Finally, we investigated bone resorption in Ffar4(dE1/dE1) mice by using microfocus CT. There was no significant difference between the ratio of bone resorption area in wild type and Ffar4(dE1/dE1) mice administered LPS alone. In contrast, a marked decrease was observed in the ratio of bone resorption area in wild type mice co-administered LPS and DHA, while no significant change was observed in Ffar4(dE1/dE1) mice co-administered LPS and DHA compared with respective mice that received LPS alone (Figure 6E).
Discussion
Favorable effect of food intake and supplement of n-3 fatty acids such as DHA were provided against skeletal disorders such as osteoporosis and rheumatoid arthritis (19, 20). There are some in vitro studies of effect of DHA on osteoclast formation by using RAW264.7 cell (34, 39) and human CD14+ monocytes (33). GPR120, which is one of the cell surface receptor, has an important role in the regulation of inflammation. Therefore, GPR120 is being watched with keep interest as one of the potential therapeutic target in several inflammatory disorders. In this study, we showed that DHA inhibits LPS-induced osteoclast formation and bone resorption in vivo via GPR120 by inhibiting LPS-induced TNF-α production in macrophages and directly inhibiting osteoclast formation.
In the present study, we focused on GPR120, because several studies showed GPR120 is highly expressed in RAW264.7 cells, intraperitoneal macrophages, osteoclast precursors and osteoclast (27, 40, 41). It has been reported that DHA can activate not only GPR120 but also GPR40 (42). GPR40 activation by using its selective agonist GW9508 by blocked osteoclast formation (43). However, Kim et al. reported that GPR120 was highly expressed but GPR40 is very low in osteoclast precursors and osteoclast (41). Therefore, we thought that GPR120 might play important role in osteoclast formation and function.

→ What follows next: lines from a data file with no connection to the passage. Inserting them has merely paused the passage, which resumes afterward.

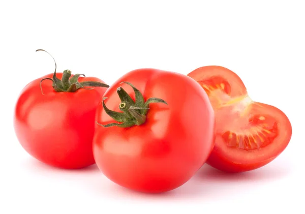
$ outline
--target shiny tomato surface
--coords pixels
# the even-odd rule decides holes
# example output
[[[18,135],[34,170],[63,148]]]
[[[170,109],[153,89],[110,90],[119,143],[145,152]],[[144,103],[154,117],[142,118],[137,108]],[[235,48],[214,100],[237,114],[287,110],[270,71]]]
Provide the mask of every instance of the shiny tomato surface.
[[[225,171],[246,171],[284,151],[292,135],[288,118],[274,106],[252,100],[235,73],[213,66],[188,75],[207,93],[215,112],[215,146],[207,163]]]
[[[63,73],[57,73],[61,79]],[[14,118],[18,139],[31,156],[48,165],[63,168],[83,168],[95,163],[92,140],[95,112],[107,88],[80,88],[75,92],[56,92],[53,74],[36,79],[22,90]],[[79,77],[79,82],[96,81]]]
[[[192,78],[152,69],[128,73],[104,97],[107,107],[119,112],[117,88],[135,100],[133,84],[151,103],[145,122],[130,128],[96,125],[94,154],[104,175],[117,184],[141,192],[159,193],[189,180],[207,159],[214,146],[215,118],[206,93]],[[97,121],[114,123],[100,104]]]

Several studies showed that DHA inhibits osteoclast formation in vitro. Kim et al. reported that DHA inhibits RANKL-induced osteoclast formation in primary murine macrophages by suppressing the activation of NF-kB and MAPKs (44). Sun et al. also showed that DHA inhibits RANKL-induced osteoclast formation in bone marrow macrophages (32). Furthermore, DHA reduces RANKL-induced osteoclast formation in RAW 264.7 cells (34, 39) by inhibition of c-Fos expression (34). It has also been reported that DHA inhibits osteoclast formation and function in human CD14+ monocytes (33). In the present study, we initially investigated whether DHA can inhibit RANKL- and TNF-α-induced osteoclast formation by directly affecting osteoclast precursors in vitro. Our results indicated that DHA directly inhibited RANKL- and TNF-α-induced differentiation of osteoclast precursors. In addition, we investigated whether DHA inhibits RANKL- and TNF-α-induced osteoclast formation via GPR120 activation by using GPR120 antagonist AH7614 in vitro. AH7614 dose-dependently increased the number of TRAP-positive cells in both RANKL- and TNF-α-induced osteoclast formation in cells cultured with DHA. These results suggested that DHA inhibits osteoclast formation via GPR120 in vitro.

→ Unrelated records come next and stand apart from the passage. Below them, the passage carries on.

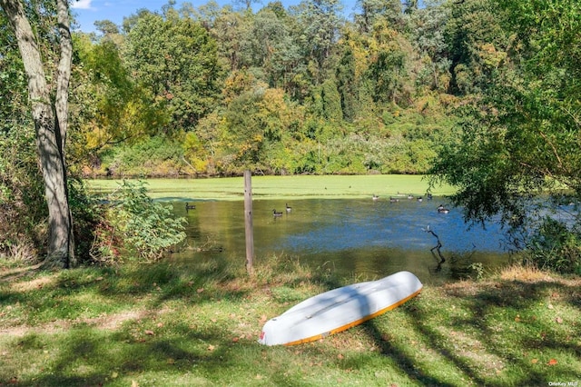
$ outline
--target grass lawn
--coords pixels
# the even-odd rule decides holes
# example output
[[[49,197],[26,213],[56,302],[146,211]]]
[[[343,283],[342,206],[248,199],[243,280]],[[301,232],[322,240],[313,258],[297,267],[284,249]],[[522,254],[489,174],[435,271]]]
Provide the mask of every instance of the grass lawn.
[[[425,287],[362,325],[293,347],[262,324],[349,283],[289,257],[59,273],[0,266],[0,385],[547,386],[581,382],[581,279],[508,269]],[[565,384],[550,384],[550,383]],[[578,384],[568,384],[578,385]]]
[[[241,200],[244,197],[242,177],[212,179],[147,179],[149,195],[165,200]],[[119,180],[86,180],[94,192],[110,193]],[[252,196],[257,199],[358,198],[374,194],[389,197],[398,194],[424,195],[428,179],[421,175],[293,175],[252,176]],[[452,194],[449,186],[432,190],[435,195]]]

It has been reported that DHA inhibits bone loss in ovariectomized mice owing to its inhibition of osteoclast generation and activation in vivo (32). In addition, perinatal DHA supplementation is associated with decreased bone resorption, decreased osteoclast density and a higher bone mass in rats (45). Periodontitis rats, which are generated by oral infection of Porphyromonas gingivalis, treated with fish oil containing DHA had signified less alveolar bone resorption (46). In this study, DHA inhibited osteoclast formation induced by LPS. Daily supracalvarial administration of 100 μg of DHA for 5 days inhibited LPS-induced osteoclast formation in vivo. The inhibitory effect of DHA on bone resorption induced by LPS was also evaluated. The increase in bone resorption was evaluated using the ratio of the bone resorption area to total area in microfocus CT images. We also determined bone destruction by evaluating the serum CTX level. The increase in bone resorption was significantly lower in the LPS and DHA group than in the LPS group. These results indicated that DHA inhibits LPS-induced osteoclast formation and bone destruction in vivo. The results of the effect of DHA on osteoclast formation are similar to those reported in previous studies (33, 34, 39, 44). Furthermore, AH7614 increased osteoclast formation and bone resorption in the LPS and DHA group. Taken together, these results indicated that DHA inhibits LPS-induced osteoclast formation via GPR120 in vivo.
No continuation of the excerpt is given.